Widely used reference for the human genome is missing 300 million bits of DNA
For the past 17 years, most scientists around the globe have been using the nucleic acid sequence, or genome, an assembly of DNA information, from primarily a single individual as a kind of "baseline" reference and human species representation for comparing genetic variety among groups of people.
Known as the GRCh38 reference genome, it is periodically updated with DNA sequences from other individuals, but in a new analysis, Johns Hopkins scientists now say that the collective genomes of 910 people of African descent have a large chunk—about 300 million bits—of genetic material that is missing from the basic reference genome.
"There's so much more human DNA than we originally thought," says Steven Salzberg, Ph.D., the Bloomberg Distinguished Professor of Biomedical Engineering, Computer Science, and Biostatistics at The Johns Hopkins University.
Knowing the variations in genomes across populations is essential to research design to reveal why certain people or groups of people may be more or less susceptible to common health conditions, such as heart disease, cancer and diabetes, and Salzberg says that scientists need to build more reference genomes that more closely reflect different populations.
"The whole world is relying on what is essentially a single reference genome, and when a particular DNA analysis doesn't match the reference and you throw away those non-matching sequences, those discarded bits may in fact hold the answers and clues you are seeking," says Salzberg.
Rachel Sherman, the first author on the report and a Ph.D. student in computer science at Johns Hopkins, says, "If you are a scientist looking for genome variations linked to a condition that is more prevalent in a certain population, you'd want to compare the genomes to a reference genome more representative of that population."
Specifically, the world's reference genome was assembled from the nucleic acid sequences of a handful of anonymous volunteers. Other researchers later determined that 70 percent of the reference genome derives from a single individual who was half European and half African, and the rest derives from multiple individuals of European and Chinese descent, according to Salzberg.
"These results underscore the importance of research on populations from diverse backgrounds and ancestries to create a comprehensive and inclusive picture of the human genome," said James P. Kiley, Ph.D., director of the Division of Lung Diseases at the National Heart, Lung, and Blood Institute (NHLBI), which supported the study. "A more complete picture of the human genome may lead to a better understanding of variations in disease risk across different populations."

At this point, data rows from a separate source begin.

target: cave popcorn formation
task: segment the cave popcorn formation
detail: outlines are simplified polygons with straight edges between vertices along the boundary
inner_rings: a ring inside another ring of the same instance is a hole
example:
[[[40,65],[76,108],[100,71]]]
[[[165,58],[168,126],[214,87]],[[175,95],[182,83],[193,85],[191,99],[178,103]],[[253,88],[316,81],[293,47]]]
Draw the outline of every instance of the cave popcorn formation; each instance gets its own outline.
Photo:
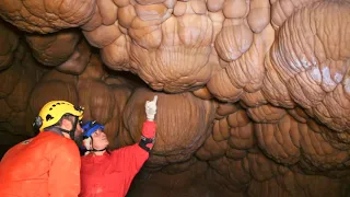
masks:
[[[348,196],[349,13],[349,0],[0,0],[0,148],[34,136],[50,100],[131,144],[158,91],[129,196]]]

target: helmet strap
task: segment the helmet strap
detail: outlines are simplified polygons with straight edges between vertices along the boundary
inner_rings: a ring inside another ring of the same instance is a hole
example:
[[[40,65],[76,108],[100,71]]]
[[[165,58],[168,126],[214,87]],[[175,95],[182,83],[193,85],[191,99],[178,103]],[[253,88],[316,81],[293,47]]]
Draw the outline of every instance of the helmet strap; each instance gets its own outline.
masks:
[[[75,140],[75,130],[77,130],[77,126],[78,126],[78,117],[74,116],[74,121],[69,120],[70,123],[72,123],[72,129],[70,130],[66,130],[62,128],[58,128],[61,132],[66,132],[69,135],[70,139]]]
[[[97,149],[95,149],[94,148],[94,140],[92,139],[92,137],[90,137],[91,138],[91,147],[92,147],[92,150],[88,150],[88,151],[91,151],[91,152],[101,152],[101,151],[105,151],[107,148],[104,148],[104,149],[100,149],[100,150],[97,150]]]

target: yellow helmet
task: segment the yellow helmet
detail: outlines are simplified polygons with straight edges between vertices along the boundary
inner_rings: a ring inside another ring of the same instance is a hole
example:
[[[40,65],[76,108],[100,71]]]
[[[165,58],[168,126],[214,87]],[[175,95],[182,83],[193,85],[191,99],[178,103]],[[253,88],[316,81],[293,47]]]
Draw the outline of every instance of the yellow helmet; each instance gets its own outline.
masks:
[[[83,118],[84,108],[75,107],[67,101],[51,101],[44,105],[39,115],[35,118],[34,125],[43,131],[45,128],[57,124],[65,114],[77,116],[79,120]]]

For the new analysis, described online Nov. 19 in Nature Genetics, Salzberg and Sherman began their project with DNA collected from 910 individuals of African descent who live in 20 regions around the globe, including the U.S., Central Africa and the Caribbean. Their DNA had been collected for an NHLBI-supported study at Johns Hopkins led by Kathleen Barnes, Ph.D., who is now at the University of Colorado and continues to lead this program on genetic factors that may contribute to asthma and allergy, conditions known to be overrepresented in this population.
Many researchers look for small differences between the reference genome and the genomes of the individuals they are studying—sometimes only a single change in chemical base pairs within the DNA. These small changes are called single nucleotide polymorphisms, or SNPs.
However, Salzberg's team focuses on larger variations in the genome. "SNPs correlate really well to figure out an individual's ancestry, but they haven't worked as well to determine genetic variations that may contribute to common conditions and diseases," says Salzberg. "Some conditions may be due to variations across larger sections of the genome."
Over a two-year period, Salzberg and Sherman analyzed the DNA sequences of the 910 people, looking for sections of DNA at least 1,000 base pairs long that did not align with or match the reference genome. "Within these DNA sequences are what makes one individual unique," says Sherman.
They assembled those sequences and looked for overlaps and redundancies, filtering out sequences shorter than 1,000 base pairs, and DNA likely linked to bacteria, which is found in all humans.
Then they compared the assembled sequences of all 910 individuals to the standard reference genome to find what Salzberg calls, "chunks of DNA that you may have and I don't."
In all, they found 300 million base pairs of DNA—which is about 10 percent of the estimated size of the entire human genome—that the reference genome did not account for. The largest section of unique DNA they found was 152,000 base pairs long, but most chunks were about 1,000-5,000 base pairs long.
A small portion of these DNA sequences may overlap with genes that encode proteins or other cellular functions, but, Salzberg says, they have not mapped the function of each sequence.
They also failed to find sequences that aligned with having asthma or not. But Salzberg isn't deterred: "Until you survey the landscape, you can't figure out what's useful."